La ciencia no solo es complicada; puede ser a veces muy peculiar. La búsqueda para entender la conducta humana puede adoptar formas extrañas. No es como estudiar las sustancias químicas en un tubo de ensayo o incluso las infecciones en personas vivas. Los neurocientíficos tienen que encontrar modos de desencadenar comportamientos importantes en un entorno de laboratorio, en ocasiones comportamientos sensibles impulsados por pasiones como el miedo, la gula o el deseo sexual. Cuando es posible, elegimos estudios que destaquen esta rareza.
Las investigaciones en los seres humanos, en cualesquiera de sus formas, son difciles. No es lo mismo que la asistencia clínica, en la que médico y paciente colaboran para tratar la enfermedad de este último.

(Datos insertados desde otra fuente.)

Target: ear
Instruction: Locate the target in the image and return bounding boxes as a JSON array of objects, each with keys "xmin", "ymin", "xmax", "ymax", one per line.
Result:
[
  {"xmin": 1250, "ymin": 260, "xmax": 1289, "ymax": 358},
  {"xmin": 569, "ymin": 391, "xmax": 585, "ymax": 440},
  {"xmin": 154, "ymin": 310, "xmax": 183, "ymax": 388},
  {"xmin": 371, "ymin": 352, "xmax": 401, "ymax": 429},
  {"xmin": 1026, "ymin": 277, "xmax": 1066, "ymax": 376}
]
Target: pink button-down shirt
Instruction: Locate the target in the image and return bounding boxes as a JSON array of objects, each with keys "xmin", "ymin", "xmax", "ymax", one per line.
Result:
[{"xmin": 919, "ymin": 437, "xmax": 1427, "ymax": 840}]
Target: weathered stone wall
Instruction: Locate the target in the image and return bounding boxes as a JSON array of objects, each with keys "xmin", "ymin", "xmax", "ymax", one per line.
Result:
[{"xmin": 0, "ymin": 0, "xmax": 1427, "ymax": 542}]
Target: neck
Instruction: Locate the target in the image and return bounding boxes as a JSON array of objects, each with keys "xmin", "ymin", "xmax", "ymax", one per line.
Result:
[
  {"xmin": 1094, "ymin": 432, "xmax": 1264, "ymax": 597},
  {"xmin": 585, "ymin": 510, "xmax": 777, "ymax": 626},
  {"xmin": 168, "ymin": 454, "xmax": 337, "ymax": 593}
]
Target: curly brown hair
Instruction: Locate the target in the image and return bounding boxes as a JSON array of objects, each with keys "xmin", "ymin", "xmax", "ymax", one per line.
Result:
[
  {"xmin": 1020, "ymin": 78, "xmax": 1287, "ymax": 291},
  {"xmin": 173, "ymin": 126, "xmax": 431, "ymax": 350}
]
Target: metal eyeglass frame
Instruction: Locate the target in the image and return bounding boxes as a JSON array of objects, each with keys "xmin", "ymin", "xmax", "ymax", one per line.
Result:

En ese caso, eligen el tratamiento que consideran más adecuado, y el único objetivo es que el paciente mejore.
La finalidad de la investigación, por otro lado, es responder a una duda científica. Pese a que los científicos trabajan mucho para minimizar los riesgos para las personas, la ciencia debe ser lo primero. A veces, acceder a tratamientos experimentales puede salvar vidas, pero, por lo general, los voluntarios que participan en una investigación se exponen a riesgos que no tendrían durante una atención médica normal.
Al ofrecerse voluntariamente a participar en estudios, esas personas sacrifican una parte de su propia seguridad en favor de otras, enfermos que tendrán una vida mejor si las investigaciones son eficaces. Es como el bombero que corre hacia un edificio en llamas para rescatar a las personas atrapadas en su interior, que elige ponerse en peligro por el bien de los demás.
El elemento clave, desde luego, es que el voluntario tiene que saber exactamente dónde se está metiendo. Se denomina consentimiento informado, y suele presentarse en forma de un documento extenso que explica el propósito de la investigación y enumera los riesgos que entraña participar. Es un buen sistema, aunque no es perfecto. Los voluntarios no siempre lo leen con detenimiento, sobre todo si es muy largo. A veces, los investigadores omiten aspectos porque el engaño es una parte esencial del estudio. No obstante, en general, los científicos hacen todo lo posible para asegurarse de que los voluntarios son colaboradores dispuestos a abordar los misterios de la conducta humana.